Nobel laureate Mundell foreshadowed euro
By Jonathan Lynn
STOCKHOLM (Reuters): Much of the debate about European economic and monetary union was foreshadowed in research nearly 40 years ago by Robert Mundell, awarded this year's Nobel economics prize on Wednesday.
In his seminal article in 1961 on optimum currency areas, Mundell posed the radical question of when it was advantageous for a number of regions to relinquish monetary sovereignty in favor of a common currency.
On Wednesday, the Nobel prize-winner played down the idea that he was the father of the euro, telling Reuters: "That is too strong -- maybe the godfather, maybe a godfather, one of several godfathers."
Mundell's work examined the advantages of a common currency, such as lower transaction costs in trade and less uncertainty about relative prices, and looked at the disadvantages in more detail.
The major drawback is the difficulty of maintaining employment when changes in demand or other "asymmetric shocks" require a reduction in real wages in a particular region.
For Mundell, high labour mobility to offset such disturbances was important for the survival of a joint currency.
"He characterized an optimum currency areas as a set of regions among which the propensity to migrate is high enough to ensure full employment when one of the regions faces an asymmetric shock," said the Royal Swedish Academy of Sciences, which awards the economics prize.
This remains highly relevant to the debate about the single currency, where one of the key issues is labour mobility in response to asymmetric shocks.
For instance if an economic downturn in France or Italy leads to an increase in unemployment, the government no longer has the option, with the single currency, of devaluing or cutting interest rates.
Nor, because of the EMU stability pact limiting budget deficits, does it have much scope to stimulate the economy through fiscal means such as tax cuts or increased spending.
Graham Bishop, adviser for European financial affairs at Salomon Smith Barney/Citigroup in London, and himself a long-time enthusiast for European monetary union, said Mundell's theory had been a key factor in developing a workable EMU.
"If the economic fraternity had all risen up as one and said it won't work, then maybe the politicians would have dropped the idea," Bishop said. "He provided a framework under which it could be demonstrated it had a good chance of working."
It remains to be seen, however, whether EMU will meet the conditions Mundell laid down in his theories.
"One of the huge debates about the euro was whether the relevant parts of the European Union constituted an optimal currency area within the Mundell test.
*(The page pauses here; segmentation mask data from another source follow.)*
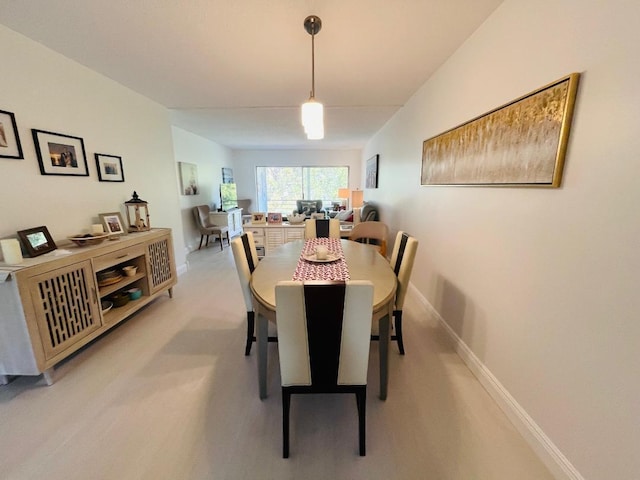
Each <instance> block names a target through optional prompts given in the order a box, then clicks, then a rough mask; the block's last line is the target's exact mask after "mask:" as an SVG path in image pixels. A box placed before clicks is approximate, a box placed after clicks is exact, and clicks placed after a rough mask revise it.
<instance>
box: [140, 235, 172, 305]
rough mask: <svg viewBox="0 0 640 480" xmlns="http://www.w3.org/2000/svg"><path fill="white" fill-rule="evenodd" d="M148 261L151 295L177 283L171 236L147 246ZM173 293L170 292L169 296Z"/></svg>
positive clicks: (153, 241) (148, 243) (147, 245)
mask: <svg viewBox="0 0 640 480" xmlns="http://www.w3.org/2000/svg"><path fill="white" fill-rule="evenodd" d="M147 259H148V264H149V289H150V290H151V294H154V293H155V292H157V291H158V290H161V289H162V288H163V287H165V286H167V285H169V284H172V283H174V282H175V280H174V279H175V277H176V271H175V262H174V260H173V245H172V244H171V236H170V235H167V236H166V237H164V238H161V239H159V240H156V241H153V242H149V243H148V244H147ZM171 293H172V292H171V291H169V295H171Z"/></svg>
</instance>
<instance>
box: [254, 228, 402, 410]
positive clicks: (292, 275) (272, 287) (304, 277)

History will give that answer," said Bishop.
Mundell, who has watched the euro have a bumpy birth since it began trading in January -- it has fallen as much as 15 percent from post-launch peaks against a surging dollar and was on Wednesday at US$1.08 -- said it had performed as expected.
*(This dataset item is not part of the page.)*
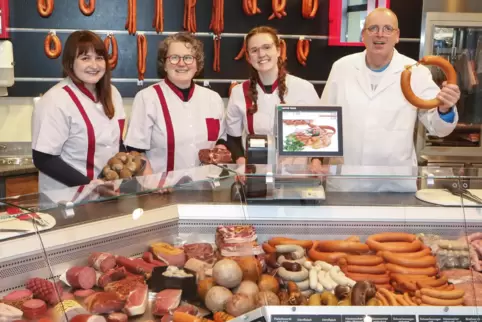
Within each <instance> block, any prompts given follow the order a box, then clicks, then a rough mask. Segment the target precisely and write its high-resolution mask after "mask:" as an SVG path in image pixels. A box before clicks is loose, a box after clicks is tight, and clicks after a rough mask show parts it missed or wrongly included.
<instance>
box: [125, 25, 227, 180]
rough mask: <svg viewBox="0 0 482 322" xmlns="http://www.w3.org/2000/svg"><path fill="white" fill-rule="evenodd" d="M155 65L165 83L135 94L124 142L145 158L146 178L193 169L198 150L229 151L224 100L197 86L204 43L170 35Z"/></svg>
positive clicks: (159, 50) (162, 42)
"I am very happy that it went down first because European currencies were very overvalued and unemployment was very high and the fact that the dollar was soaring very high against the euro was a good thing for Europe because it made Europe more competitive," he said in a brief interview in London.
He said he expected the dollar to depreciate as the U.S. economy slowed, possibly in 2000, and that he was looking for the single currency to trade between $1.05 and $1.15 next year.
"I could see at the end of next year it even going higher, but that would be something to worry about as it would not be good for Europe."
Mundell, born in Canada in 1932, has had plenty of opportunity to influence the policy debate directly.
After a stint in the research department of the International Monetary Fund in 1961-1963, the time of some of his most important work, he joined the monetary committee of the then European Economic Community's commission in 1970, and its study group on economic and monetary union in Europe in 1972-1973.
Mundell conducted his ground-breaking research when much of the world was governed by fixed exchange rates in the Bretton Woods system, and research into floating exchange rates and high capital mobility must have seemed an academic curiosity.
Besides considering when a country should give up its own currency, Mundell also established the policy implications of different exchange rate regimes.
Under a floating exchange rate, monetary policy becomes powerful and fiscal policy powerless, whereas the opposite is true under a fixed exchange rate.
So if there is free capital mobility, monetary policy can be orientated towards either an external objective, such as the exchange rate, or an internal domestic objective such as prices, but not both at the same time -- a conclusion now considered self-evident by most academic economists and policy-makers.